What's the right category?

From: Andreas Slateff <slateff_at_netway.at>
Date: 2000/06/04
Message-ID: <01bfce70$a21c83e0$0100007f_at_andreass>#1/1


Hello,

first of all, sorry for the x-post.
I don't know, which NG whould be best for this question - I think, it isn't off-topic in any.

The basic background is, that in order to model some object-DBMS, I'd like to use monoid comprehensions like Leonid Fegaras (Texas).

Of course, given a convenient category C, the C-endofunctors together with the identity-functor and the functor composition form a monoidal category, where Monoids are called Monads.

Now, I'm a little bit confused about C in practical cases.

In some article about list comprehensions and monads, there is given some functor M, which takes integers into a list of integers, chars into a list of chars and so on.
So, the right category for C could be the category Sign of Signatures.
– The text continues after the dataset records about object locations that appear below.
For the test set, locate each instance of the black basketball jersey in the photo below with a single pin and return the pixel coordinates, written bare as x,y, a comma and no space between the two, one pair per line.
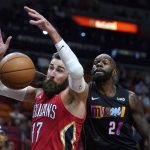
108,125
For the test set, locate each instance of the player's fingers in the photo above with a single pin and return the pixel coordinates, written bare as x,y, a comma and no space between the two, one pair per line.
36,16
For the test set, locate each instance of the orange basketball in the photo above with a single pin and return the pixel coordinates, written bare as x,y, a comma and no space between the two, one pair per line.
16,70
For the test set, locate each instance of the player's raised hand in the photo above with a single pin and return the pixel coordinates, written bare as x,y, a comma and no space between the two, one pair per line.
4,46
39,20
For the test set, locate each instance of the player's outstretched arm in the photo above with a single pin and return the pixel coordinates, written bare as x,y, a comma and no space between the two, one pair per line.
4,46
139,120
42,23
76,80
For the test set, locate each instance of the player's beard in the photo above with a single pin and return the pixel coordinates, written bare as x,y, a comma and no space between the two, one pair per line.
101,77
51,88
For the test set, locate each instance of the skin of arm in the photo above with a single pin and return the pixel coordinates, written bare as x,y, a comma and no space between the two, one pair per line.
139,120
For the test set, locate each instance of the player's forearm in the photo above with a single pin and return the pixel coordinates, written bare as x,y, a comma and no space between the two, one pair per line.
55,37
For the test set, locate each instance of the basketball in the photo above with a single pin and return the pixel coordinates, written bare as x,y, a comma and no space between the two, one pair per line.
16,70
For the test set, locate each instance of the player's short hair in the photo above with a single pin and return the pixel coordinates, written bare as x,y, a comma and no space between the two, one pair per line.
56,55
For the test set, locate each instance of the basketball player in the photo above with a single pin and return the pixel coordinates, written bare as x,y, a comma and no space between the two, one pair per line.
60,105
111,111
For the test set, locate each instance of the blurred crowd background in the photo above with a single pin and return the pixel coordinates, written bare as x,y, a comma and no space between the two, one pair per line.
130,50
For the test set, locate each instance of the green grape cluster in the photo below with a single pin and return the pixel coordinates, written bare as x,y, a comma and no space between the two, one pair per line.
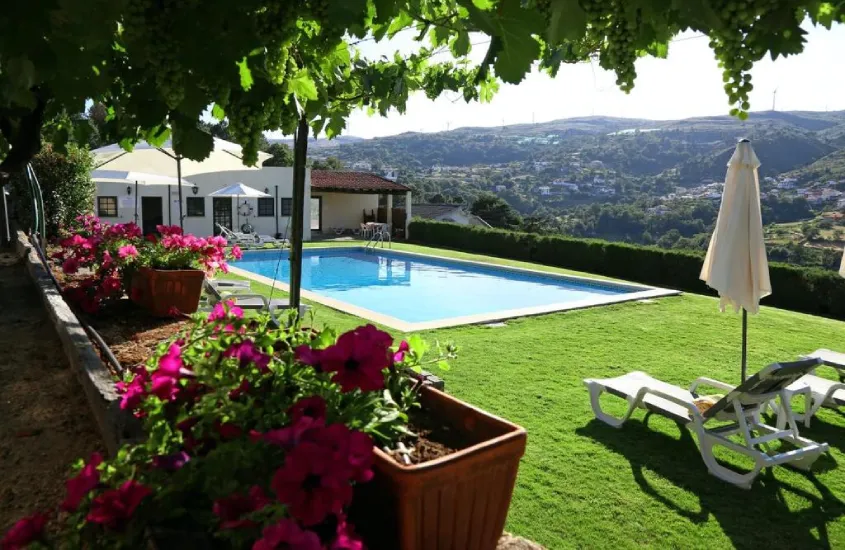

But the objects of this category are signatures (that means, initial objects), not concrete instances.

With the unit natural OP

        unit: Id -'-> M
I have an example:

        unit_x: x -> Mx
this is clearly the object component of unit, but then

        unit 3 = [3]
where [3] is the list with the single entry 3.

Now, I don't know, where 3 comes from.
From the definition, 3 should be an object in C, that means a signature, not a value.
Or maybe, the example should rather read

        unit {3} = {[3]},
then C could be taken as the (small) category of Sets, and M converses every set into a set of a list of the old elements.

Now, in some other publications, M is an endofunctor on types, which totally confuses me (how should types be sets?).

For types, I would take a CCC of Signatures or ADTs, but I wonder, what the morphisms should be to include values and programs.

To put it in a nutshell, I don't know, how to combine
-) types
-) categories
-) monads
-) programs
-) values

in a convenient way.

Can anybody clarify the situation?
Is there any web-article about this?